Dear Cyber Criminals,
Congratulations on a banner year! As cybercrime goes, you’ve had incredible success in 2014. In the past 12 months you’ve demonstrated that no one is too big or small to be a target: the US Government, Home Depot, JPMorgan, Apple, eBay, and Community Health Systems, just for starters. And you keep picking on poor Sony.
This past year, you exploited financial institutions like JPMorgan, where you helped yourselves to contact information for 76 million households and 7 million small businesses. You sat on its network for more than two months before a (rare) sloppy mistake gave you up. You even deleted your tracks, hampering investigators. JP Morgan spent $250 million this year on cyber security measures, which, thankfully, did prevent you from accessing its really critical data.
Retail wasn’t safe either. You tapped Home Depot for 56 million payment cards, costing it $62 million to recover from your handiwork. We are getting pretty used to news like this, and consumer confidence isn’t as easily shaken anymore. Not like in 2007 and 2008 when you cracked TJX and Hannaford.
At the tail end of 2013, you snagged a whopping 110 million payment cards from Target, one of the largest hauls in history. Quite simply, you have dominated the retail space.
You very cunningly attacked the $3 trillion US healthcare industry, including swiping 4 million electronic health records from Community Health Systems, each EHR worth 50 times more on the black market than a credit card number. The FBI Cybercrime Division even issued a warning to the healthcare community that its security measures were inadequate and couldn’t defend against a basic attack, let alone an advanced threat.
EHRs sell for about $50 a pop and can generate profit in many ways. The medical identity may be sold, so someone can get an operation they otherwise couldn’t afford. Details, like a mother’s maiden name, are most likely included as well -- extremely useful for identity theft. And then there’s that other sensitive information. EHRs contain personal info ranging from drug rehab to STDs and details you wouldn’t want anyone knowing. This information can be posted on the Internet, adversely affecting a person’s life, ruining career potential, and even opening one up to blackmail. The FBI acknowledged the value of this opportunity, calling healthcare “a rich new environment for cyber criminals to exploit.” Kudos for your accomplishments in this area.
Then there was Apple. That breach created one of the bigger media storms in 2014 and drew the most attention. This one was clearly just for fun and to remind us that you enjoy some celebrity gossip just like the rest of us. A classic phishing scam duped celebrities out of their logins, and some clever third-party forensics software allowed you to gain data right from iCloud. Then, you were kind enough to share your bounty of photos with everyone, ensuring that gossip sites and forums had a field day.
In 2014 you also demonstrated increasingly impressive organizational skills. You began selling your hacking services and running your organization in a very notably corporate fashion. The Blackshades malware reflects this growing sophistication. After infecting more than a half-million machines across more than 100 countries, you were shown to be running your hacking operation like a very organized and professional business, replete with paid staff, customer service personnel -- even a marketing director to promote Blackshades. Now that is some well organized crime!

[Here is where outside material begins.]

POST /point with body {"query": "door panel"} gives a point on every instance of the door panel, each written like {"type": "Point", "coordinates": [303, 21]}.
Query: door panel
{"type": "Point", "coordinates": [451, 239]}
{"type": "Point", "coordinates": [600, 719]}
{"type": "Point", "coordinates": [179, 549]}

The list goes on, pointing to an outstanding year. The cyber security market is estimated to be worth about $76 billion annually, and demand for security solutions is at an all-time high. Yet you remain effective. As we have improved at stopping you, you have improved your methods, making them more sophisticated and advanced.
In 2015, you’ll keep showing us why the cyber security market is as immense as it is and why it will never stop growing. Despite what we’ll spend to protect and educate ourselves, you’ll keep on doing what you do best: exploiting vulnerabilities in operating systems and people. You’ll continue to show that we can never let our guard down and must remain vigilant at all times. To that end, we’ll keep exercising best-practices by making sure our systems are patched on Tuesdays, our antivirus is up-to-date, and to teach people -- our softest spot in the armor -- to stop being duped into clicking the links you send them.
We'll see you on the battlefield next year. Be prepared. We will be.